0

I have used recursion to search for particular type of file (for example .pdf files is used here). My recursion algorithm searches for all subfolder. However I found that it lacks performance when there is too many sub-folder. sub-sub-folder, sub-sub-sub-folder. I want to know if there is better algorithm for file searching.

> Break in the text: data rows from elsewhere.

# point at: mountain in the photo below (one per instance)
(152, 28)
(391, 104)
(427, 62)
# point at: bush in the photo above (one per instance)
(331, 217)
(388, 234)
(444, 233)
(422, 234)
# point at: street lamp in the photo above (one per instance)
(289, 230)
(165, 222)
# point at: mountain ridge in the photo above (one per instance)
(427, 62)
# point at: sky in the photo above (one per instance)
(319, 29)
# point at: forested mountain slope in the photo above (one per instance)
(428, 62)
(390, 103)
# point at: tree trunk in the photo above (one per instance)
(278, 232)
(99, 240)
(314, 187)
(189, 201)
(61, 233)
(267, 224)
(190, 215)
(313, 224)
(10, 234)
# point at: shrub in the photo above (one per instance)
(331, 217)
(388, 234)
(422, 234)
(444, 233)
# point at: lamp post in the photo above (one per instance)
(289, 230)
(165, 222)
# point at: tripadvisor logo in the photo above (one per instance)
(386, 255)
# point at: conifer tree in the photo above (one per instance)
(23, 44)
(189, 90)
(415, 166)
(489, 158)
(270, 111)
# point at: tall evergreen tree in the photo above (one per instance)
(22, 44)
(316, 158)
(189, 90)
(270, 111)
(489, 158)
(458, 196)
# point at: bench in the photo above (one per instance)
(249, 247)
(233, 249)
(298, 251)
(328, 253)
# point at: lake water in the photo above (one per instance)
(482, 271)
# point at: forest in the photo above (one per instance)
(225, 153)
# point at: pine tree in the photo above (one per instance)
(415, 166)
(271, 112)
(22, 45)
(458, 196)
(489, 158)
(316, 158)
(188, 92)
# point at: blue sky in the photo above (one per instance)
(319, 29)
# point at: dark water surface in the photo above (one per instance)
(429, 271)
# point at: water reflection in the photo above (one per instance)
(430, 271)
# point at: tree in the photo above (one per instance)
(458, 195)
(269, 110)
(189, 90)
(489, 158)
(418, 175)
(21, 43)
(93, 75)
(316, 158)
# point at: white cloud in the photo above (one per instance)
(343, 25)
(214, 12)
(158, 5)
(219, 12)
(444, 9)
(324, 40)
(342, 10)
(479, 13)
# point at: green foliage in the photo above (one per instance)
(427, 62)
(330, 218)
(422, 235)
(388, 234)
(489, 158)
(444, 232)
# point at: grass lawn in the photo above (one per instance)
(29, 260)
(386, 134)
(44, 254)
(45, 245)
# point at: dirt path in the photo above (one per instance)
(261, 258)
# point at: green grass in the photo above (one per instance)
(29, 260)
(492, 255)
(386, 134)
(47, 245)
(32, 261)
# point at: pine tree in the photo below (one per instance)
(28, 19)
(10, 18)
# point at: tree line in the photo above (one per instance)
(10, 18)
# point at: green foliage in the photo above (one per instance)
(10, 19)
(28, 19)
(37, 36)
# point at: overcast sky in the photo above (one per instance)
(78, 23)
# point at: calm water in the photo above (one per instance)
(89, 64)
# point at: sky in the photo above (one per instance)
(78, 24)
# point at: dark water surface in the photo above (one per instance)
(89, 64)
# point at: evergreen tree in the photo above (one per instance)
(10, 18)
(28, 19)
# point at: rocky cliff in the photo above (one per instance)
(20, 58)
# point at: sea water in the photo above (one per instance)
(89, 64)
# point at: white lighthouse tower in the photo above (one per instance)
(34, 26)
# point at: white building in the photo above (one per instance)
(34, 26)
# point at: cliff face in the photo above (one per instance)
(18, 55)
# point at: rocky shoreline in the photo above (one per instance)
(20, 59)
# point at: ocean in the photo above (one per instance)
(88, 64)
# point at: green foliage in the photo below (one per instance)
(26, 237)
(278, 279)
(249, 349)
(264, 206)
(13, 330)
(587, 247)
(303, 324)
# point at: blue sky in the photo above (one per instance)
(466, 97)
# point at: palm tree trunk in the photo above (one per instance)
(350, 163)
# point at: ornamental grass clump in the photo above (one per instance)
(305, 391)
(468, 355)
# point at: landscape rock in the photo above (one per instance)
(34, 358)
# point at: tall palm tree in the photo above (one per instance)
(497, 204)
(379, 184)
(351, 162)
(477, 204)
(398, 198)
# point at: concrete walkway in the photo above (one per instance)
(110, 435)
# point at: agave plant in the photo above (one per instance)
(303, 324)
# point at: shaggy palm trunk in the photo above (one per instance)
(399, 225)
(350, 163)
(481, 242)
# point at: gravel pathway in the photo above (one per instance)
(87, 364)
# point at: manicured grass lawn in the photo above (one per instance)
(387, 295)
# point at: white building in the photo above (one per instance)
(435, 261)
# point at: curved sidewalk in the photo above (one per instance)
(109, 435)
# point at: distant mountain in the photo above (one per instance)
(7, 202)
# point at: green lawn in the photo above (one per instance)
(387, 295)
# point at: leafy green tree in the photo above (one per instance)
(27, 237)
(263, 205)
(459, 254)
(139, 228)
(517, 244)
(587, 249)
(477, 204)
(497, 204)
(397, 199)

Below is my recursion code for file searching. I have used .pdf file as an example

import java.io.File;
public class FInd {
    public static void main(String[] args) {
        File f = new File("D:/");
        find(f);    
    }
    public static void find(File f){    
        File []list = f.listFiles();
        try{
            for(int i=0;i<list.length && list.length>0;i++){    
                if(list[i].isFile() && (list[i].getName().contains(".pdf")) ||
                        list[i].getName().contains(".PDF"))
                    System.out.println(list[i].getAbsolutePath());
                if(list[i].isDirectory()) find(list[i]);
            }
        }catch(Exception e){    
        }
    }
}

This code is somewhat faster or equal to when compared to search option in file explorer. I want to know any faster algorithm than this

Kangkan Lahkar
  • 267
  • 5
  • 16
  • 3
    *Recursion* is not an algorithm, its an *implementation* choice. It seems that you have a search space and you need to explore it to find the file. So, unless there is a name-wise relationship between folders, you need to explore the whole space. – Arash Apr 05 '17 at 16:32
  • 1
    http://stackoverflow.com/questions/4852531/find-files-in-a-folder-using-java – prasanth Apr 05 '17 at 16:32
  • Use Files.walkFileTree if you are using jdk7 or more https://docs.oracle.com/javase/tutorial/essential/io/find.html – Elias Apr 05 '17 at 16:38
  • 2
    Possible duplicate of [Better file search algorithm than creating a list of files](http://stackoverflow.com/questions/16775723/better-file-search-algorithm-than-creating-a-list-of-files) – halileohalilei Apr 05 '17 at 16:40
  • I don't think changing search pattern (aka algorithm) will make a difference to the overall performance of scanning entire directory hierarchy. Performance is entirely constrained by disk performance for actually *reading* the directory structure. No way to improve that, other than replacing drive with SSD. – Andreas Apr 05 '17 at 16:41
  • Running a defragger such as [PerfectDisk](http://www.raxco.com/home/products/perfectdisk-pro) to collect directory entries at beginning of disk might make future scans faster, but that's overkill for this purpose. – Andreas Apr 05 '17 at 16:46

4 Answers4

2

the problem with threading is that launching them has a cost, so the increase in file browsing + recursion has to be better than the additional cost of N folders/threads.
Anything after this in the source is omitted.